VLA-4’s Involvement in Disease Processes

While the trafficking of immune cells is a necessary defense, the process becomes destructive if misdirected. In many autoimmune and inflammatory diseases, VLA-4 facilitates the inappropriate migration of leukocytes into protected tissues, leading to sustained inflammation and damage.

Multiple sclerosis (MS) is a primary example. In MS, the body’s immune cells attack the myelin sheath insulating nerve fibers in the central nervous system (CNS). VLA-4 enables these autoreactive T-cells to cross the blood-brain barrier, which normally protects the brain from circulating cells.

The interaction between VLA-4 on lymphocytes and VCAM-1 on the endothelial cells of the blood-brain barrier allows this damaging infiltration to occur. Once inside the CNS, these immune cells release inflammatory substances that damage myelin and nerve cells, leading to the neurological symptoms of MS.

A similar mechanism contributes to Crohn’s disease, an inflammatory bowel disease (IBD). In this condition, VLA-4 guides an excessive number of inflammatory cells into the lining of the gastrointestinal tract. This influx perpetuates a cycle of inflammation that damages the intestinal wall.

Targeting VLA-4 for Medical Treatments

Given its role in harmful inflammation, VLA-4 is a target for therapeutic intervention with drugs called VLA-4 inhibitors. These drugs physically block the protein from binding to its ligands. This action stops immune cells from migrating into tissues where they cause damage.

A prominent example is Natalizumab, a monoclonal antibody approved for multiple sclerosis and Crohn’s disease. Natalizumab binds to the alpha-4 subunit of VLA-4, preventing it from locking onto VCAM-1 on blood vessel walls. This reduces the migration of immune cells into the CNS or gut tissue, which lessens inflammation and slows disease progression.

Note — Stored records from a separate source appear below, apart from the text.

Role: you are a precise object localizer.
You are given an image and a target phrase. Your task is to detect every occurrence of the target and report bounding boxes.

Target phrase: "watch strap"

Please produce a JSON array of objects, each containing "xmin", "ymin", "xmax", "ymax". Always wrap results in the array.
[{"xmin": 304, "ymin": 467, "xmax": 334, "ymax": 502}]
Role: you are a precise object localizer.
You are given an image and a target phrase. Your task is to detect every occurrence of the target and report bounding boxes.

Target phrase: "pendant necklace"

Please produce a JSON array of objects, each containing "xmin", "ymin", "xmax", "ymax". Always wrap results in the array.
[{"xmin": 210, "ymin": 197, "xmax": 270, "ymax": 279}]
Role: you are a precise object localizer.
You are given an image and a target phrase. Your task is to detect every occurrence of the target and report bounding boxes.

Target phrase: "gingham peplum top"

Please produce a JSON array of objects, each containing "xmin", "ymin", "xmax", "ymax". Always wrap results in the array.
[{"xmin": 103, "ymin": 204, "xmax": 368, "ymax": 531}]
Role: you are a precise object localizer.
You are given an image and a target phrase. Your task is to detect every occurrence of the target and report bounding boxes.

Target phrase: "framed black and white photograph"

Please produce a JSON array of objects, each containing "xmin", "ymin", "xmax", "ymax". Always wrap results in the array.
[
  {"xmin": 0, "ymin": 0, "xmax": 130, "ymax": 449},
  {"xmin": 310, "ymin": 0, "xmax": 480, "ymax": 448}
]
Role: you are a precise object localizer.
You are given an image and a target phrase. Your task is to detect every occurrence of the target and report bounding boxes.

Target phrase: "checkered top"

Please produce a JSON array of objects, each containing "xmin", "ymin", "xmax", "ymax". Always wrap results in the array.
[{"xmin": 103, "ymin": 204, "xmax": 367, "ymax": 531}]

However, interfering with the immune system carries substantial risks. The most serious side effect is an increased risk of Progressive Multifocal Leukoencephalopathy (PML). PML is a rare brain infection caused by the John Cunningham (JC) virus, a common virus that is typically kept dormant by the immune system.

By blocking VLA-4, Natalizumab impairs the immune surveillance that normally controls the JC virus. This can allow the virus to reactivate and destroy brain tissue. This risk requires careful patient selection and monitoring, including testing for JC virus antibodies to assess an individual’s risk before and during treatment.